What is Voltage Drop Study and Analysis


Carelabs is authorized provider of Electrical Installation’s Study, Analysis, Inspection, and Certification services in UAE, and offer voltage drop study and analysis services.

Dynamic voltage (IR) drop, in contrast to the static voltage drop depends on the switching activity of the design, and hence it is vector dependent.

Designing an ideal power grid which is robust across multiple operating scenarios of a chip continues to major challenge. The problem has magnified with technology shrinking allowing more performance to pack in a smaller area, from one node to another.

The power distribution on a chip needs to make sure circuit robustness catering to not only to the average power / current requirements, but also needs to make sure timing or accuracy not affected by Dynamic IR drop, caused by limited power demand and switching patterns.  Further, today’s devices power management techniques like power gating and switch power supplies are measures. In the case of switched power supplies, typically, power switch cells are uniformly distributed across the standard cell logic (logic gates) area of the floor plan.
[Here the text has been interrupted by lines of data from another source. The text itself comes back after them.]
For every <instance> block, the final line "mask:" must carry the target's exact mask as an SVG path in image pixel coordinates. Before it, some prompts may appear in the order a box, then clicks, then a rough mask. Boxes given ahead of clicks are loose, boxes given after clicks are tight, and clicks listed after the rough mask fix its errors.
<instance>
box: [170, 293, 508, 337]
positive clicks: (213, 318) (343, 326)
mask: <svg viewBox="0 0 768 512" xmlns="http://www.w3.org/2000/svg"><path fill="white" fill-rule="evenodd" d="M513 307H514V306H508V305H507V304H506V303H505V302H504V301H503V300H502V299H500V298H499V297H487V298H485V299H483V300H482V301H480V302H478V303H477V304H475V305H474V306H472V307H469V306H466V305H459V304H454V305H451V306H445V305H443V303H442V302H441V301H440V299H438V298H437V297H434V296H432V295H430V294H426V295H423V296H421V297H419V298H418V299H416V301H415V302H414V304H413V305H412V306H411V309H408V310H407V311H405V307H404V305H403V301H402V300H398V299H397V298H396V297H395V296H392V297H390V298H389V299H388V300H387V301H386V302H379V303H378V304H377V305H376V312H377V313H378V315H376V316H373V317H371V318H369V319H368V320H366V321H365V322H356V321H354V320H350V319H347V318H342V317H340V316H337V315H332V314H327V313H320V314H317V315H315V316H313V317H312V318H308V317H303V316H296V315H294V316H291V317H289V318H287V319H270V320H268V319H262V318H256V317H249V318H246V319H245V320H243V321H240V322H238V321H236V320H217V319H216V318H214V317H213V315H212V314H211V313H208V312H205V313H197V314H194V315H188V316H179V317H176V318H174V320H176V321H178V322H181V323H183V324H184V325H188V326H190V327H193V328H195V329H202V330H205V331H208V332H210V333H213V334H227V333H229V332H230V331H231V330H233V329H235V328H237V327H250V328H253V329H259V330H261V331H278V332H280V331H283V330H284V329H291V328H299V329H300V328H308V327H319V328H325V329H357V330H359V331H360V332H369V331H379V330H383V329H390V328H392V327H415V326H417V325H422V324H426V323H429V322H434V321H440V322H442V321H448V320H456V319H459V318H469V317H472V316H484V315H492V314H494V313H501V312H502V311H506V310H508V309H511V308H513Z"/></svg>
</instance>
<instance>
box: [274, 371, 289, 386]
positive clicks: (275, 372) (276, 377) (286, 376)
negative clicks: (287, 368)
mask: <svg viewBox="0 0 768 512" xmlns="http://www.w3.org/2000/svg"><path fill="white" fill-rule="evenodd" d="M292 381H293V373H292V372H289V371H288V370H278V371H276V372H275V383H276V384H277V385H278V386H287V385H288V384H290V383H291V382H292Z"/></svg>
There may further be sub-divisions in the switched power grid in the form of power domains, depending on the granularity of power gating. These power switches add further dimension to the power distribution problem as they often limit the response of the power grid to dynamic power or electrical needs. While the power distribution can improve easily by increasing the number of power switches, it has an impact on the off mode leakage (Iddq) and hence battery life in handheld applications.

So clearly, it is important to decrease the number of switches used as well as decrease the signal routing resources used on the power grid. Design closure and signoff (timing, IR Drop, EM, reliability etc.) comprehending Dynamic IR drop effects realistically. The factors provide cynicism in Dynamic voltage drop analysis should remove and must make sure the method power coverage of various silicon conditions and design operating scenarios. We then discuss power distribution and power grid planning method, and highlight the various aspects that need to take care of, from the early stages of design implementation. We give some of the systematic power grid enhancements like power automated switch placement and switched supply resistance minimization through DRC-aware power metal fill. All the analysis and results are based on production application of low power application processors for mobile devices.

Static and Dynamic IR Drop

Static IR drop is average voltage drop for the design. While Dynamic IR drop depends on switching activity of the logic, therefore it is vector dependent. Dynamic IR drop depends on the switching time of logic and is less dependent on clock period. This nature illustrated in The Average current depends totally on the time period, while the dynamic IR drop depends on the instantaneous current which is higher while the cell is switching.

Static IR drop is good for closure analysis, in older technology nodes where enough natural decoupling capability from the power network and non-switching logic is available. While Dynamic IR drop measures IR drop caused when large amount of circuitry switch together, causing peak electricity demands. This electrical demand could highly localize and could brief within a single clock cycle (a few hundred PS) and could result in an IR drop that causes further setup or hold-time violations. Usually, high IR drop impact on clock networks causes hold time violations, while IR drop on data path signal nets results setup time violations.

Dynamic Analysis on Power Grid

A normal power grid and power switches designed for regular power. Usually, they designed for appropriate static IR drop objective and not for Dynamic IR drop. In the basic stage of the design, the grid power checks only with the Static IR drop result. This is because of late availability of use case scenarios (Voltage change dump (VCD) files). For the example, the switch and metal grid densities in the notches region can satisfy the static IR drop criteria, because the average power density in this region is not significant.

When an application runs, gap area have higher power density due to limited switching in gap area and the switches combined with metal is not enough to support the electrical density in the gap area. Because of which have very high dynamic IR drop.  Here due to less number of switch cells combined with not so powerful grid is the main reason for high dynamic IR drop. As described by the figure, Switch Voltage drop and MET3 voltage drop are the dominant factors in the overall voltage drop. A similar analogy on the power density can extend to larger region.

Dynamic IR Analysis

Difficulties in analysing the dynamic IR impact on SOCs or complex designs is to get direction for enough scenarios and to get them in time to identify issues before the design tapes out. Our Early Analysis flow addresses this issue. In this flow, the switching activity of a sub IP integrated at the top level and switching activity at the top level created, for use in dynamic IR analysis. With the help of flow analysis, we are able to analyse architectural hot spots for dynamic IR drop, like crossbar collaborating shared memories having great power density.